Outside on the quad, McCabe ran into other friends who were breaking intervisitation, but could not find one particular friend that she knew to be sleeping in her boyfriend's room that night on another floor in Shipstad.
Later, McCabe asked her friend about her whereabouts during the alarm.
"She said she looked out her window and saw the bushes weren't on fire," McCabe said. So the friend decided to stay put rather than risk a citation for violating University policy.
According to "Life on the Bluff," a residential policies manual, the reasoning behind the intervisitation policy is two-fold. First, restricting the hours students may visit members of the opposite sex ensures that roommates and other residents' study, privacy and sleeping habits are not disturbed. Second, the policy stands to "provide a more safe and secure environment within the hall."
The consequences for breaking intervisitation and the guest policy vary. Most first-time offenders are required to pay a $25 fine, according to Walsh.
The penalties for not exiting a building in the event of a fire drill are more severe. First, if a fire inspector notices that a student remained in the building during a drill, the University is charged a $250 fine for that person, according to Jeff Rook, Public Safety's environmental safety officer.
Judicial action can be taken against a student who doesn't heed a fire alarm. According to "Life on the Bluff," "failure to evacuate a residential facility under general alarm or whenever directed to do so by a University official (including residence assistants)" is call for judicial action or sanctions.
Walsh said that he has never known a student referred to the judicial system because he or she was caught violating the intervisitation or guest policies during a potential fire emergency in the six years that he has been director of Residence Life.
"It's not like you're going to get kicked out of your hall if it's your first violation," he said. "If we caught someone during a fire drill situation that was breaking intervis, the hall director might just have a conversation with that person."
Dorms hold fire drills each semester during intervisitation hours, so if a fire alarm goes off after intervisistation hours, it may signify an actual fire.
Walsh said he would be concerned if a student chose to remain in the building during a fire alarm because he or she feared judicial reprimand.
"They'd never know if it was a drill or the real thing," Walsh said. "If you're hiding out, we don't know to look for you."
Kristen Sellon, a junior, was also breaking the guest policy when the fire alarm went off in Shipstad.
"I was sleeping, so I just went outside because Dan (an RA) knew about me and some other people, so it didn't matter," she said. "It was like an 'oh crap' moment. I wasn't too worried about getting in trouble."
Sellon thinks the danger a fire presents trumps any backlash rule-breakers would receive.
"In situations like that, I think getting away from fire is a priority to breaking intervis," she said.
Another junior, Megan Kuensting, witnessed the Shipstad evacuation that morning. Kuensting was seeing a friend off who was catching a cab to the airport in front of the Pilot House.

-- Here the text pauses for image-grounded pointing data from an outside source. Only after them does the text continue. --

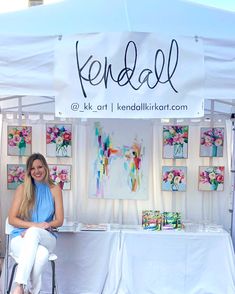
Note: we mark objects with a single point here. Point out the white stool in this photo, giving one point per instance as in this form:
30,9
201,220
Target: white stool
52,258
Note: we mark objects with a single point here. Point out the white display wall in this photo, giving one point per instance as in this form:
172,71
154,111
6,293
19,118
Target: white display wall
195,205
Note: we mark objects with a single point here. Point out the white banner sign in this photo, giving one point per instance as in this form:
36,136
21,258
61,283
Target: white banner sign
128,75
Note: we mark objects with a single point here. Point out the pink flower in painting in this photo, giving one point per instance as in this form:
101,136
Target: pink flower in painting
212,136
175,135
60,136
19,136
16,174
59,176
212,175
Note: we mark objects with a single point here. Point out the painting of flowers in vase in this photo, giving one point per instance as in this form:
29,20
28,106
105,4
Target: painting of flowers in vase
61,175
15,175
58,140
212,142
211,178
174,178
19,140
175,142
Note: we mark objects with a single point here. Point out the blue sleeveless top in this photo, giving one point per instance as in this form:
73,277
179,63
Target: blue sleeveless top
44,208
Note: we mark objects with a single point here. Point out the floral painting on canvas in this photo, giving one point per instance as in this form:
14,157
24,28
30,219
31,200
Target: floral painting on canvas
61,175
211,178
19,140
15,175
58,140
175,142
174,178
212,142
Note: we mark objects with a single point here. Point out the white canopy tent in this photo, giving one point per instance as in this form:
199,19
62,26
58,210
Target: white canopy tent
27,42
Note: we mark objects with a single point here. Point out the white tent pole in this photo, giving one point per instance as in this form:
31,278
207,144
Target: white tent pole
233,179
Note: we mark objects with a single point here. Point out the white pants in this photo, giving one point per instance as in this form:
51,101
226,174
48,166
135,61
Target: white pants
33,251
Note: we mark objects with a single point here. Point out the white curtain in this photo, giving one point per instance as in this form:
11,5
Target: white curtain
194,205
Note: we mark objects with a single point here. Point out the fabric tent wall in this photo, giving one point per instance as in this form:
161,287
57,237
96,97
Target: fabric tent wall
27,51
27,61
194,205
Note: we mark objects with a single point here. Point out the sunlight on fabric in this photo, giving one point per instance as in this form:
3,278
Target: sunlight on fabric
13,5
226,5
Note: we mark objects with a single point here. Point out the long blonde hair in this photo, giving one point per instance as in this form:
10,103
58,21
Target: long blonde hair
29,185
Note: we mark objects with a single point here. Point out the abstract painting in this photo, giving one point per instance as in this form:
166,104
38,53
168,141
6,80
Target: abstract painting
119,159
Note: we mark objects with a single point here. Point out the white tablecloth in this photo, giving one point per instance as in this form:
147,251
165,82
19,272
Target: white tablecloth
177,263
88,263
140,262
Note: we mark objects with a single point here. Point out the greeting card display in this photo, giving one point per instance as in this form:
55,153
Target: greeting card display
19,140
58,140
171,220
211,178
151,220
61,175
175,142
212,141
174,178
15,175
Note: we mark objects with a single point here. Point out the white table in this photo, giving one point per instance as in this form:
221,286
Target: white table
140,262
177,263
88,262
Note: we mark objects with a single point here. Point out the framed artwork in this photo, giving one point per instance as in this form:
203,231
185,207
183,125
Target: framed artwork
15,175
175,142
211,178
174,178
61,175
119,154
151,220
212,142
59,140
19,140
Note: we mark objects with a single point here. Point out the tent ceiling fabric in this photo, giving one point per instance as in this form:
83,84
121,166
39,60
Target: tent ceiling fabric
28,38
85,16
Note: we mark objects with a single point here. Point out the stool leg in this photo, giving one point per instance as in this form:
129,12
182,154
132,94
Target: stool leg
53,276
11,279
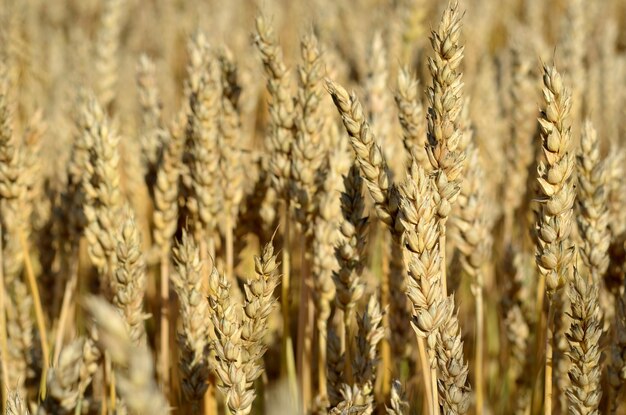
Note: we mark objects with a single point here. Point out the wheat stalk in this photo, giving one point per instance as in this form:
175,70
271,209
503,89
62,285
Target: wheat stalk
583,337
15,404
193,339
444,132
418,216
133,365
593,215
554,252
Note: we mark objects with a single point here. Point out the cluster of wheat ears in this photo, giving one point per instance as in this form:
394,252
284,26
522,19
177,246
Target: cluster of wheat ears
198,216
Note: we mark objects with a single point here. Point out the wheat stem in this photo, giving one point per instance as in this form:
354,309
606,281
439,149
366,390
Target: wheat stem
41,323
165,318
547,394
3,329
70,289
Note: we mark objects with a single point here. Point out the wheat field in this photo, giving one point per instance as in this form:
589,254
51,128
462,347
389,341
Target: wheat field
313,207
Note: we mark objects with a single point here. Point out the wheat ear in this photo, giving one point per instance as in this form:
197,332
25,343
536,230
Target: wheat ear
554,252
193,341
444,132
585,391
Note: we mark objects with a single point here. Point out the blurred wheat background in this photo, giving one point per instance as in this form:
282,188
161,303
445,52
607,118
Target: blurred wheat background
312,207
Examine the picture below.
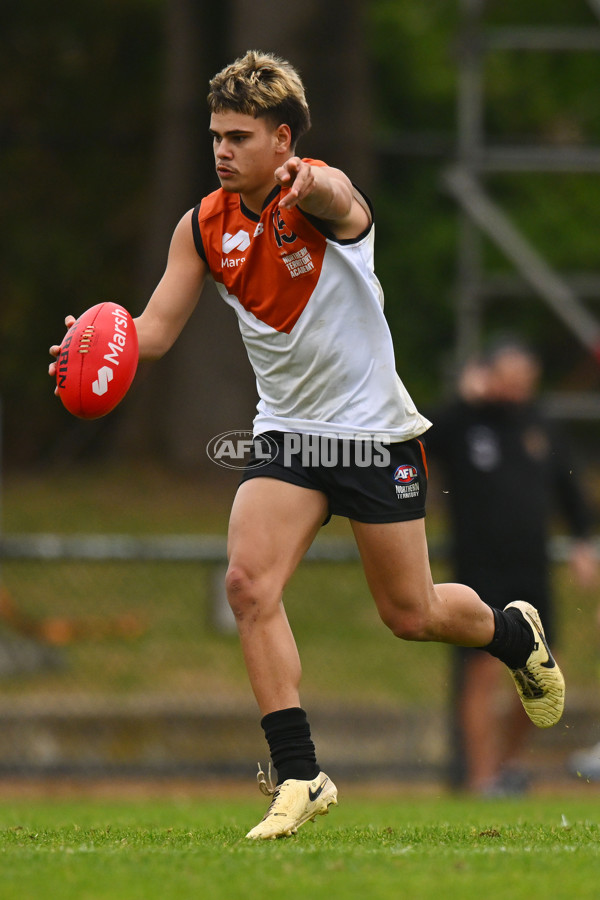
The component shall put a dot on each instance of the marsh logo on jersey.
(407, 482)
(239, 241)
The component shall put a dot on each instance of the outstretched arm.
(325, 193)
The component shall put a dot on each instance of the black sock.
(513, 638)
(293, 753)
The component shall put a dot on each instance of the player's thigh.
(396, 562)
(272, 525)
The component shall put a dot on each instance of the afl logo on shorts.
(405, 474)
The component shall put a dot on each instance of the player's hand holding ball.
(96, 360)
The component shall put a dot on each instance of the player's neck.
(255, 200)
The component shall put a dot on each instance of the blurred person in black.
(506, 470)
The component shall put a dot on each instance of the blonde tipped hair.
(264, 86)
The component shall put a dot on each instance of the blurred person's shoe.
(539, 682)
(294, 803)
(585, 763)
(510, 782)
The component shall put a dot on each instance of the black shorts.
(369, 481)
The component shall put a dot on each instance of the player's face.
(247, 152)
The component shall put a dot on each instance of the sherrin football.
(97, 361)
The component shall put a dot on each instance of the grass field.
(398, 845)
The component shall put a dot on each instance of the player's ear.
(283, 138)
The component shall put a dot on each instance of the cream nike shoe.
(294, 803)
(540, 682)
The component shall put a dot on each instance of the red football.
(97, 361)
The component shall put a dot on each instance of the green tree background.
(93, 177)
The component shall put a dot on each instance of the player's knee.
(240, 589)
(248, 593)
(407, 624)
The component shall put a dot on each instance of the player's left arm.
(325, 193)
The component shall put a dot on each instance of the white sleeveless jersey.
(310, 311)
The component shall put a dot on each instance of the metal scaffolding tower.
(481, 215)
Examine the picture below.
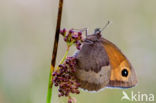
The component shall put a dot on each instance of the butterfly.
(100, 64)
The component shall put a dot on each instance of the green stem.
(50, 84)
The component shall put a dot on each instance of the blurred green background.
(27, 29)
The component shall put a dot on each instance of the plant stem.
(65, 55)
(54, 53)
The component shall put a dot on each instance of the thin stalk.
(54, 53)
(65, 56)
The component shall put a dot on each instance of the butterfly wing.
(93, 67)
(122, 73)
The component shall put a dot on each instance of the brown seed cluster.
(72, 37)
(64, 78)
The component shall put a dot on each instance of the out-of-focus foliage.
(27, 29)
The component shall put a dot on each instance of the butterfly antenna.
(105, 26)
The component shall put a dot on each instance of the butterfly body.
(101, 64)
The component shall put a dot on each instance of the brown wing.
(122, 73)
(92, 68)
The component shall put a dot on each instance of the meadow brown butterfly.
(101, 64)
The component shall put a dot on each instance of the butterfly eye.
(124, 72)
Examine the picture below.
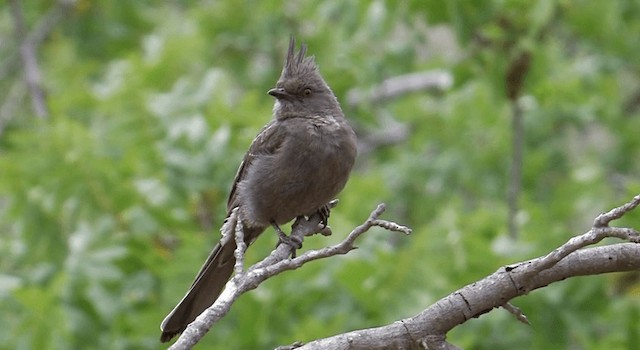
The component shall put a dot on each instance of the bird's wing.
(267, 142)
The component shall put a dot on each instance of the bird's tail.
(206, 287)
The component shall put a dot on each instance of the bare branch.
(29, 61)
(429, 328)
(401, 85)
(277, 262)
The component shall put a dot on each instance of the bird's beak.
(278, 93)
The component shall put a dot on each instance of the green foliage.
(108, 207)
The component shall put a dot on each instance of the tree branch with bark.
(428, 329)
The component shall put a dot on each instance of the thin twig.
(32, 74)
(277, 262)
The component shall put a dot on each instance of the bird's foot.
(324, 212)
(292, 242)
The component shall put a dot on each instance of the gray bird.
(298, 162)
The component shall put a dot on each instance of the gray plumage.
(298, 162)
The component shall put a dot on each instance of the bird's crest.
(297, 65)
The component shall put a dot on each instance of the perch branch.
(278, 261)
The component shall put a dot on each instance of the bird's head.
(301, 91)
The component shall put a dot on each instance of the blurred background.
(496, 130)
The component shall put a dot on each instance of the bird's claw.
(292, 242)
(324, 212)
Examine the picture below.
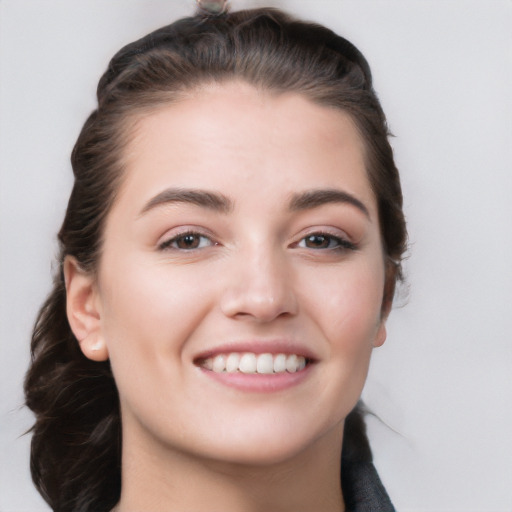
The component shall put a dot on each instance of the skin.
(188, 441)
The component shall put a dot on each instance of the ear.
(381, 335)
(387, 302)
(83, 310)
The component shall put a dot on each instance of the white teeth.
(232, 362)
(291, 363)
(255, 363)
(265, 363)
(219, 363)
(248, 363)
(280, 363)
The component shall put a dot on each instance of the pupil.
(317, 240)
(189, 241)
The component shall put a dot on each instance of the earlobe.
(381, 335)
(83, 310)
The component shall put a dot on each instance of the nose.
(260, 288)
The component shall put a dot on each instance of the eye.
(187, 242)
(325, 241)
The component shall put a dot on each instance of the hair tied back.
(212, 7)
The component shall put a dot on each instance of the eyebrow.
(315, 198)
(210, 200)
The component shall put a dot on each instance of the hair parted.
(76, 444)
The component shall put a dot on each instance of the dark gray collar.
(362, 489)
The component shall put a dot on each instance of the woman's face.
(245, 225)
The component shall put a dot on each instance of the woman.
(228, 261)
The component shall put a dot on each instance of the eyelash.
(341, 244)
(168, 244)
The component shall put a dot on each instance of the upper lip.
(277, 346)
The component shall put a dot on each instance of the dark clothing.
(362, 489)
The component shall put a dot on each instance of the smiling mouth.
(251, 363)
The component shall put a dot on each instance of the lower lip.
(260, 383)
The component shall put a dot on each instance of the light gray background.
(443, 71)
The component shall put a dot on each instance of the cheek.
(149, 309)
(350, 309)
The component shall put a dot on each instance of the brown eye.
(318, 241)
(325, 241)
(187, 242)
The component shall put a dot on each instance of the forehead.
(219, 135)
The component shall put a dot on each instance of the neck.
(162, 479)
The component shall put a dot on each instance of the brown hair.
(76, 444)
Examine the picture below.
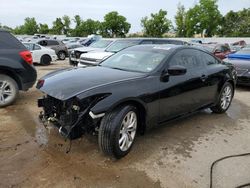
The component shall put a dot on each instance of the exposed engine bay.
(71, 117)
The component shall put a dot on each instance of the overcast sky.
(13, 12)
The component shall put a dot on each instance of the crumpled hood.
(96, 55)
(67, 83)
(86, 49)
(239, 63)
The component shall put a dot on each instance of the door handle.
(204, 78)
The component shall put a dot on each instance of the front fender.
(112, 101)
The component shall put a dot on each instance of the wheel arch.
(141, 110)
(12, 75)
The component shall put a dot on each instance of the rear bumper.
(53, 57)
(243, 80)
(27, 86)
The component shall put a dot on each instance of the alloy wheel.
(128, 131)
(226, 97)
(6, 92)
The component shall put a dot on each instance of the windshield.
(208, 48)
(135, 60)
(244, 51)
(119, 45)
(29, 46)
(101, 44)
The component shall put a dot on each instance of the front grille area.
(77, 54)
(89, 59)
(240, 71)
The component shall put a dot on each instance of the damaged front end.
(72, 117)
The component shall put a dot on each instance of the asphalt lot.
(178, 154)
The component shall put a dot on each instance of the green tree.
(43, 29)
(6, 27)
(66, 24)
(157, 25)
(114, 25)
(204, 18)
(85, 28)
(180, 21)
(30, 26)
(236, 24)
(57, 27)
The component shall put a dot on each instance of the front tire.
(118, 131)
(8, 90)
(45, 60)
(225, 99)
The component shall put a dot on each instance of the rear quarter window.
(52, 43)
(8, 41)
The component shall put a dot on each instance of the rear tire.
(61, 55)
(8, 90)
(45, 60)
(118, 131)
(225, 99)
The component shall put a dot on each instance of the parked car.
(241, 61)
(72, 46)
(241, 43)
(94, 58)
(133, 90)
(219, 50)
(100, 45)
(16, 69)
(57, 45)
(40, 54)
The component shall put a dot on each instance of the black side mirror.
(217, 51)
(177, 70)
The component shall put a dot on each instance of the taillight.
(40, 84)
(27, 57)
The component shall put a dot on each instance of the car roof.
(3, 30)
(172, 47)
(156, 46)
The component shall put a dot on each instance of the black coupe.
(133, 90)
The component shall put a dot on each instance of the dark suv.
(16, 68)
(57, 45)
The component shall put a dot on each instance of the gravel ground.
(178, 154)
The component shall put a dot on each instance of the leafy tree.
(66, 24)
(180, 21)
(6, 27)
(90, 27)
(57, 27)
(30, 26)
(43, 29)
(204, 16)
(114, 25)
(85, 28)
(236, 24)
(157, 25)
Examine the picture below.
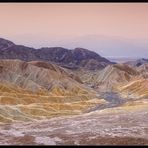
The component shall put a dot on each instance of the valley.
(54, 96)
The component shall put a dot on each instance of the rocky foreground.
(124, 125)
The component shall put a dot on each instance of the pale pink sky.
(20, 22)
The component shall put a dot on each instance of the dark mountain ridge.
(78, 57)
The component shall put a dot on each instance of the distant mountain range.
(79, 57)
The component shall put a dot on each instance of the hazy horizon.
(110, 29)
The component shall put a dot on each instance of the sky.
(77, 24)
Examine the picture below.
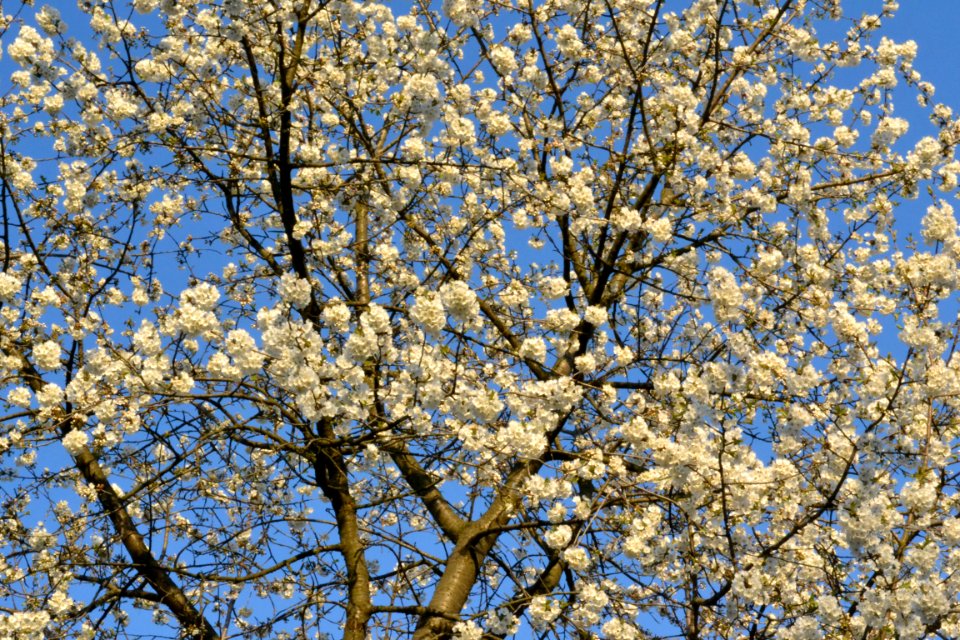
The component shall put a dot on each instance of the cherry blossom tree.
(475, 319)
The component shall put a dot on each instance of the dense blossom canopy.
(472, 319)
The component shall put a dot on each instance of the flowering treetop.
(567, 317)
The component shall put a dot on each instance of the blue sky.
(935, 25)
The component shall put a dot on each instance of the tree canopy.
(475, 319)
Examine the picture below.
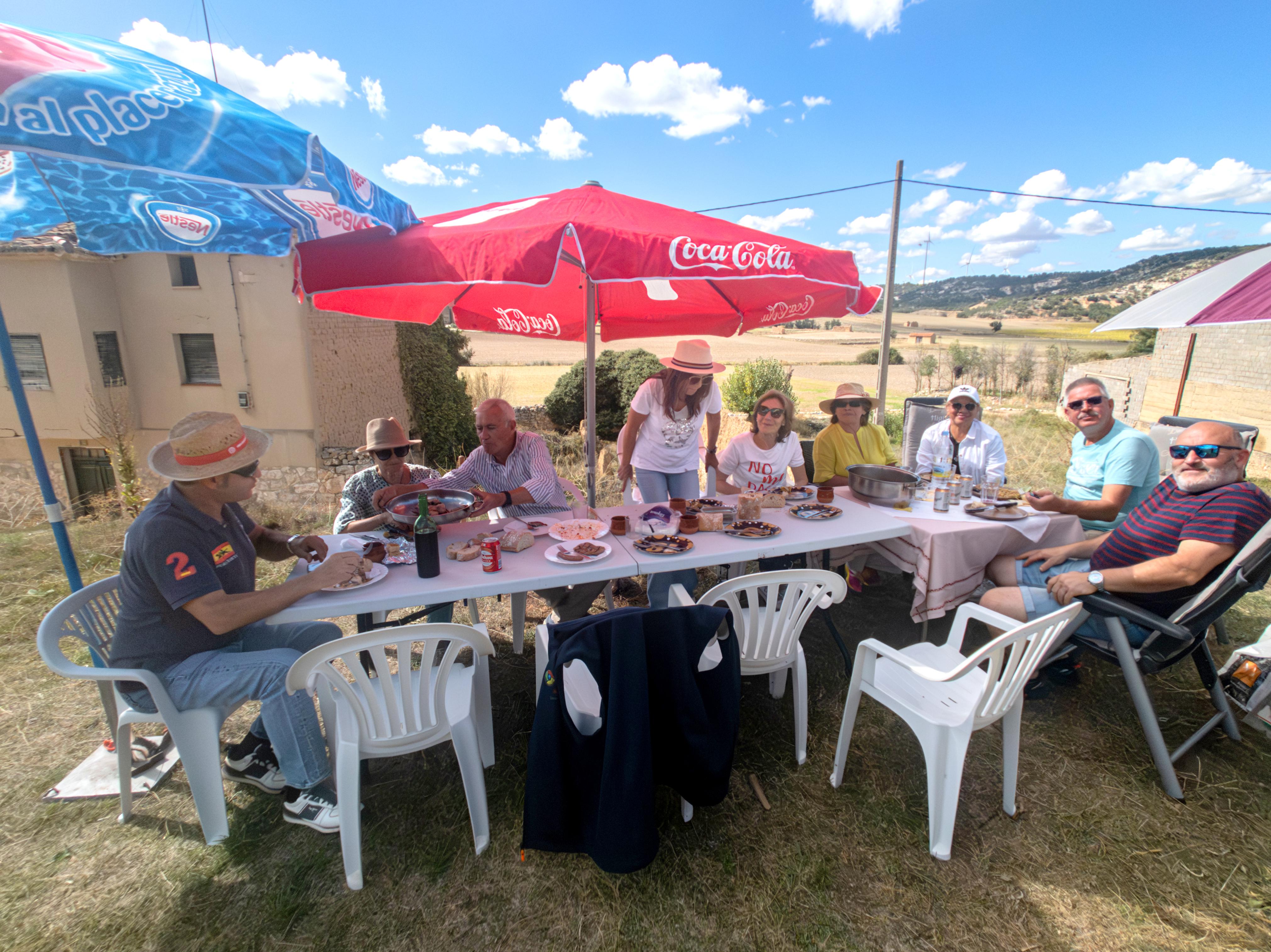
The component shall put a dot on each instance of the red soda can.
(491, 556)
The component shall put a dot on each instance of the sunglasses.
(400, 452)
(1204, 451)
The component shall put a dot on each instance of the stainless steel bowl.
(406, 508)
(886, 485)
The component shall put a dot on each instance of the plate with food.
(663, 545)
(576, 530)
(577, 553)
(753, 529)
(815, 510)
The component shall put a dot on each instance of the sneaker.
(316, 808)
(258, 768)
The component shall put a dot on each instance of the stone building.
(180, 334)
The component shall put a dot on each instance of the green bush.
(747, 382)
(871, 356)
(441, 411)
(618, 377)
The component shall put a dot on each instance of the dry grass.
(1099, 858)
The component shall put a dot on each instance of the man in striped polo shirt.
(1170, 547)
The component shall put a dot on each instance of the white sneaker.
(316, 808)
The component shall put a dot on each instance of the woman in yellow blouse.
(851, 439)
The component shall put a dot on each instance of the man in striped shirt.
(1170, 547)
(515, 473)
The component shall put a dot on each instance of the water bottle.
(428, 555)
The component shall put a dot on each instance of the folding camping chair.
(1172, 640)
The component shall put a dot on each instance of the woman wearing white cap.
(977, 448)
(660, 441)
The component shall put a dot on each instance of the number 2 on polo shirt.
(181, 567)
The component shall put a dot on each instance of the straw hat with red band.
(208, 444)
(693, 358)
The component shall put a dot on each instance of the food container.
(885, 485)
(406, 508)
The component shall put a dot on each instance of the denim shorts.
(1038, 601)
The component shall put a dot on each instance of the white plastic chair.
(91, 616)
(402, 712)
(768, 634)
(945, 697)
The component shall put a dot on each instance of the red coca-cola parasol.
(556, 265)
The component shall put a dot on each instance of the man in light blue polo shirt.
(1114, 466)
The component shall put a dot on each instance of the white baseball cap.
(965, 391)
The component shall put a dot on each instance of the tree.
(441, 411)
(618, 377)
(747, 382)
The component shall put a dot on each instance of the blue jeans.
(1038, 601)
(255, 668)
(659, 487)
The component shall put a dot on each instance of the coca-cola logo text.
(782, 311)
(518, 322)
(686, 255)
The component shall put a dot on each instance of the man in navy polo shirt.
(190, 611)
(1170, 548)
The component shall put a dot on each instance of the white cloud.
(297, 78)
(489, 139)
(691, 96)
(930, 202)
(790, 218)
(866, 17)
(374, 93)
(945, 172)
(560, 140)
(861, 225)
(1087, 223)
(956, 212)
(413, 171)
(1014, 227)
(1160, 240)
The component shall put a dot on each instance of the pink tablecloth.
(949, 558)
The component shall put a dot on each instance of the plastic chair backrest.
(388, 711)
(921, 412)
(1012, 658)
(770, 632)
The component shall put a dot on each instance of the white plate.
(602, 529)
(552, 553)
(379, 573)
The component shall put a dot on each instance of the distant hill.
(1064, 290)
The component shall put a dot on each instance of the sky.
(708, 105)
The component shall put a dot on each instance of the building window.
(108, 356)
(30, 351)
(199, 359)
(182, 270)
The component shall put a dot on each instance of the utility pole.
(885, 345)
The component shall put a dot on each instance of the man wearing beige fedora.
(190, 611)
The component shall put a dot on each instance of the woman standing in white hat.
(660, 440)
(975, 447)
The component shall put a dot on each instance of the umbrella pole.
(885, 344)
(590, 393)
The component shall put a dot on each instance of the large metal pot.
(406, 508)
(885, 485)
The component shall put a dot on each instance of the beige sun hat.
(208, 444)
(386, 434)
(846, 392)
(693, 358)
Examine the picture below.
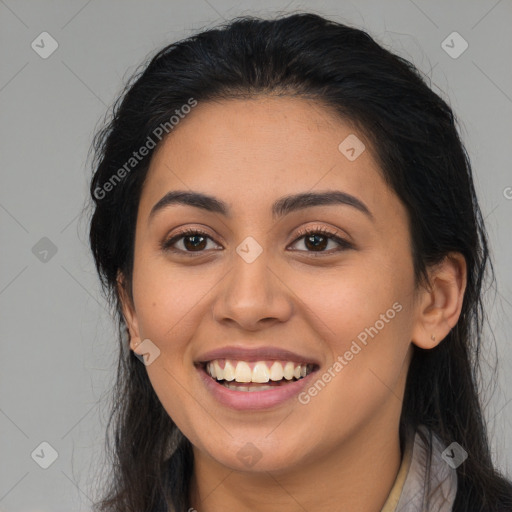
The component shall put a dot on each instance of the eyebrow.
(280, 208)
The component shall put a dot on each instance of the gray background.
(58, 344)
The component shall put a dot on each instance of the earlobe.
(439, 307)
(129, 314)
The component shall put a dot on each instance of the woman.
(286, 223)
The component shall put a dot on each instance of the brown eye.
(193, 241)
(316, 240)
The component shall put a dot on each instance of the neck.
(356, 475)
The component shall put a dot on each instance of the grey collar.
(416, 494)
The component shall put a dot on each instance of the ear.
(438, 307)
(129, 314)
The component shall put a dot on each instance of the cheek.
(169, 300)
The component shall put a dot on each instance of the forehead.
(252, 151)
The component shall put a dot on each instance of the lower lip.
(253, 400)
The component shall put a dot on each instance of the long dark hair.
(414, 135)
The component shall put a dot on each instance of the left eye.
(196, 241)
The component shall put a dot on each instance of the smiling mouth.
(256, 375)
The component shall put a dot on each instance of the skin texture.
(341, 450)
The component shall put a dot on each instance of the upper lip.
(255, 354)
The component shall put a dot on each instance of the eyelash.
(166, 245)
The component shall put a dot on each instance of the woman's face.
(252, 295)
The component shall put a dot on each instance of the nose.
(253, 295)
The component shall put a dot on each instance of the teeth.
(240, 371)
(288, 371)
(219, 372)
(276, 372)
(229, 371)
(243, 372)
(260, 373)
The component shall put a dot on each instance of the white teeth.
(247, 388)
(276, 371)
(240, 371)
(288, 370)
(219, 372)
(243, 372)
(229, 371)
(260, 373)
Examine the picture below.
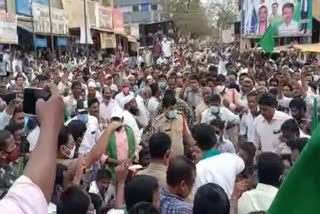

Kuensting thinks that the rules still apply in the event of a fire drill or emergency, but that violators who are caught while exiting the building should receive only a warning.
"Public Safety probably has more to worry about during a fire drill than intervisitation," she said. "At the same time, I don't think that people should go around flaunting that they're breaking intervis. If I got in trouble for breaking intervis at another time and then somebody else got away with it because of a fire drill, I'd be a little upset."
Walsh knows that the intervisitation policy is unpopular with students. He thinks that more students would choose to live on-campus if the policy wasn't in place.
Nonetheless, when it comes to fire, drill or not, Walsh anticipates that students will consider their safety and exit the building.
"Even if you a have a beer in your hand, we still expect everyone to evacuate," he said.